Emergency poetry

The third quarter of 2020 was hard and busy. The kids continue to require much of my time and I also went back to my full-time job and became very ill.

On the fourth Sermon, I have done a little bit of work and decided to (again) change the structure of the narrative, re-arrange a lot of stanzas and fiddle with many of them to make them line up in the new order. I also changed the title (again): it is The Feeling of Humanity now.

My grandmother had to go to the hospital for fairly serious reasons and since she was the person I originally began the German translation of the first Sermon for, I hurried to get it done in time for her to read it there. She liked it very much, making me happy and proud.

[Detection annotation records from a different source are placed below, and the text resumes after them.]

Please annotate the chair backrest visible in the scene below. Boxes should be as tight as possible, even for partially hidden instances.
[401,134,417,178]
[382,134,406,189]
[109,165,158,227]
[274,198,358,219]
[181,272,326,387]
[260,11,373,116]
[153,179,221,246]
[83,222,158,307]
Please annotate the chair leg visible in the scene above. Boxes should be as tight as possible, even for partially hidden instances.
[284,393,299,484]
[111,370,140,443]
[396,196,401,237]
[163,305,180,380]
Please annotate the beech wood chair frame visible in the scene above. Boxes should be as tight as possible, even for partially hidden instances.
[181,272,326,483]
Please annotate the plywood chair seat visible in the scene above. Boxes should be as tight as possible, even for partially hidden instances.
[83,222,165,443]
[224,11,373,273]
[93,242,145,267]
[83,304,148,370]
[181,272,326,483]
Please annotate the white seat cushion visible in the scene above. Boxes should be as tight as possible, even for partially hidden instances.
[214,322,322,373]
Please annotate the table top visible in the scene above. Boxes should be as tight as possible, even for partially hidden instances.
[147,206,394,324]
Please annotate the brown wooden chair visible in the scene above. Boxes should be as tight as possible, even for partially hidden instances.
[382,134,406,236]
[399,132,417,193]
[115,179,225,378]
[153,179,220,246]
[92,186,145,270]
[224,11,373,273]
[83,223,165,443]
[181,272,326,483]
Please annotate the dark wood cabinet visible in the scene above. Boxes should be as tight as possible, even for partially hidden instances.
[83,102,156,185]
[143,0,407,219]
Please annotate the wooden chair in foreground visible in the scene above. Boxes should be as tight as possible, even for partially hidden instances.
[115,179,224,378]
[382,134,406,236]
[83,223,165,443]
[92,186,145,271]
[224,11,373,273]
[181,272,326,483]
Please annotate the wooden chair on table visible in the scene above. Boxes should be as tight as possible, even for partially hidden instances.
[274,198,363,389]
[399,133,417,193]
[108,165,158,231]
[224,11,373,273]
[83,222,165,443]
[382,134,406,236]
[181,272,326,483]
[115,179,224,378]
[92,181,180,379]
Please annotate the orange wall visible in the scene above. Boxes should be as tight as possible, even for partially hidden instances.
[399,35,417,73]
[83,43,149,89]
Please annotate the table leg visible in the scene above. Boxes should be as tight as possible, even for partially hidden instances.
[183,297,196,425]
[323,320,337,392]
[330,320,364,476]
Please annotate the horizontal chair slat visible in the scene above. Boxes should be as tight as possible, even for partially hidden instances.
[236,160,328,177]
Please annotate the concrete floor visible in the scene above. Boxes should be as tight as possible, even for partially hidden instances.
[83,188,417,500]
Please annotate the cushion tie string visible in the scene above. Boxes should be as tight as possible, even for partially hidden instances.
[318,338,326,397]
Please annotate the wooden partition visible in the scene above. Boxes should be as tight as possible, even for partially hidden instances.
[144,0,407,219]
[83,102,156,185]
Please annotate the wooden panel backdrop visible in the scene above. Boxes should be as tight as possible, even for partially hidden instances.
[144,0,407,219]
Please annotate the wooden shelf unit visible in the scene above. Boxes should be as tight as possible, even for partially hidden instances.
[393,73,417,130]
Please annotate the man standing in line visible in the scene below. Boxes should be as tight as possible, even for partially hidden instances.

Then a friend of mine went to prison and I translated Invictus into German in order to send it to him. I had attempted this translation about five years ago and failed rather comprehensively: I could do the final stanza but, even with considerable effort, not the other three. Various translations already exist, but I don’t like them very much: they either abandon the original’s meter or use such convoluted constructions they’re only just grammatical and barely comprehensible. I thought at the time maybe a translation I would like was just impossible. Trying again, it was surprisingly easy, finished in a single day while doing other things. It is satisfying to see I have gotten better at this, but much of the credit goes to Reimmaschine, which is hands down the best rhyming dictionary I have seen in any language. I wish Reimmaschine did English.

I continue to owe a blog post on GPT-3 poetry. Hopefully I’ll get to that in the next quarter.